Fields such as authority.endpoint, authority.command, authority.externalUrl, sourceUrl, and any product-provided local path are descriptors only. Action initiation must resolve through a trusted product adapter or registry, with allowlists, validation, confirmation where needed, and product-owned audit semantics. A sink may persist or transmit the descriptor as inert data for the authorized product path to handle later.

This prohibition applies even when a sink is capable of network or local file I/O. Delivery I/O is not action authority.

Security And Trust Notes

Future hosted/API sinks must authenticate to their destination, but authentication to a destination does not authorize action execution from record content.
Future telemetry/Otel sinks should use control-plane ids only as correlation attributes and should avoid exporting sensitive payload bodies by default.
Local file sinks must use configured roots and sanitized identifiers rather than interpolating record fields into paths.
Sinks should treat all producer payload fields, URLs, endpoints, commands, and local paths as untrusted data unless a separate trusted product authority validates them.
Sinks should not fetch linked evidence, dereference URLs, or call product APIs while delivering a record unless that behavior is part of a separate trusted adapter contract, not this generic sink contract.

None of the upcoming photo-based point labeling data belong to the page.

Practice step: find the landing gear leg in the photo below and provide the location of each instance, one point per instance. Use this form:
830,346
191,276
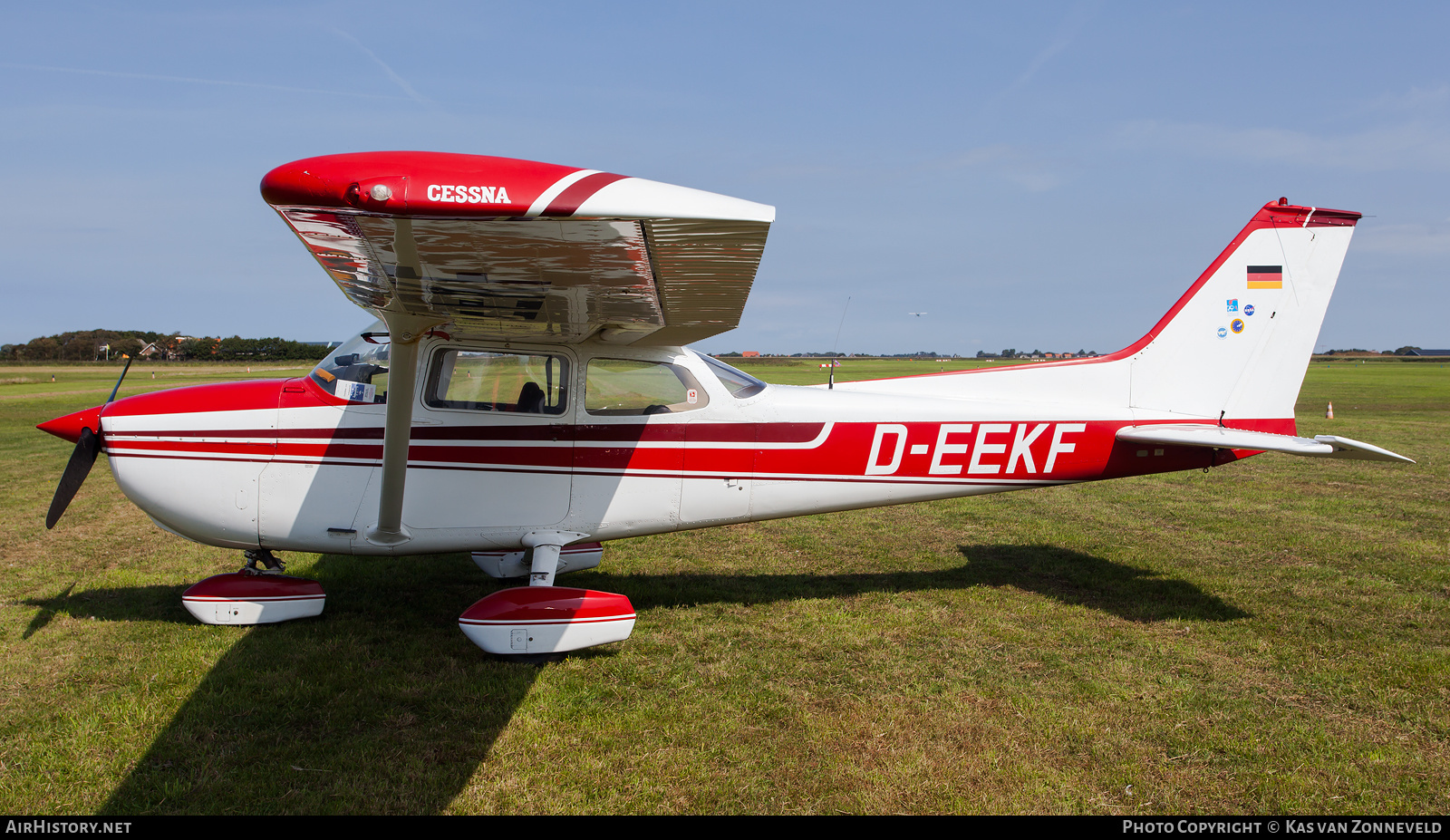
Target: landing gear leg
272,565
546,565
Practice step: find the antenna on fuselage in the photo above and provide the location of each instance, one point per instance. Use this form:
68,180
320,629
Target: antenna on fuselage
831,376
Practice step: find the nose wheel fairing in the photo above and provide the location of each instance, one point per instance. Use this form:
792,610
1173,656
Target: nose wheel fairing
250,596
544,618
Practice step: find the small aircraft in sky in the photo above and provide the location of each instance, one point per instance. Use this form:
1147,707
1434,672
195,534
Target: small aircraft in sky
527,393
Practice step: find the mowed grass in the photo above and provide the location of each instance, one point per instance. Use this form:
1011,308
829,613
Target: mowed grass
1271,636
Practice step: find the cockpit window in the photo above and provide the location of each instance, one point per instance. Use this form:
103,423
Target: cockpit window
625,386
355,372
737,381
486,381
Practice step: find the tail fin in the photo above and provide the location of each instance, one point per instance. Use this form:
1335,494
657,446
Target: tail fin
1242,335
1234,345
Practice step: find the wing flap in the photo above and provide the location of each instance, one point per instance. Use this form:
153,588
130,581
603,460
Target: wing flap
1229,439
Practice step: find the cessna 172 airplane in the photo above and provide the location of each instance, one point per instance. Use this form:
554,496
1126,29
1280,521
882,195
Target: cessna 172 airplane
527,393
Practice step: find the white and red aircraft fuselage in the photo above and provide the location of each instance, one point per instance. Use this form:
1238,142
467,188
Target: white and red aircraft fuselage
528,393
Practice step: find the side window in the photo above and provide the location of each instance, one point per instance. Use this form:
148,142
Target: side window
624,388
508,381
737,381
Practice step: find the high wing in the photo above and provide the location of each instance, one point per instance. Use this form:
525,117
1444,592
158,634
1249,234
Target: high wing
517,250
1227,439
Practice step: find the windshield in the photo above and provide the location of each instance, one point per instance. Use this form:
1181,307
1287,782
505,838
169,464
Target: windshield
737,381
355,372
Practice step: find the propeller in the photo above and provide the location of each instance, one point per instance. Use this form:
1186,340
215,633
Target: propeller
82,460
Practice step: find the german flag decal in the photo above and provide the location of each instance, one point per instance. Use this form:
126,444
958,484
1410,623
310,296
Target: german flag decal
1266,275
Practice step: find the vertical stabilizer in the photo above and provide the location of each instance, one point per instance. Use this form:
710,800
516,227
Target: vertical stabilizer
1239,342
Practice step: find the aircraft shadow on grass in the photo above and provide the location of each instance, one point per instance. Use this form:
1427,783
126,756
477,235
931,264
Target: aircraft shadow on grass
383,707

Relationship To Existing Schemas

Event And Projection Schema defines the v0.1 event envelope, projection envelope, local JSONL stream convention, replay rules, action projection shape, and cross-product refs. This contract relies on those shapes rather than redefining them.

When there is tension between delivery and semantics, product semantics win: the emitter and sinks may report delivery status, but Surface, Flow, Survey, Veritas, Flow Agents, and vertical products remain the authority for their own records.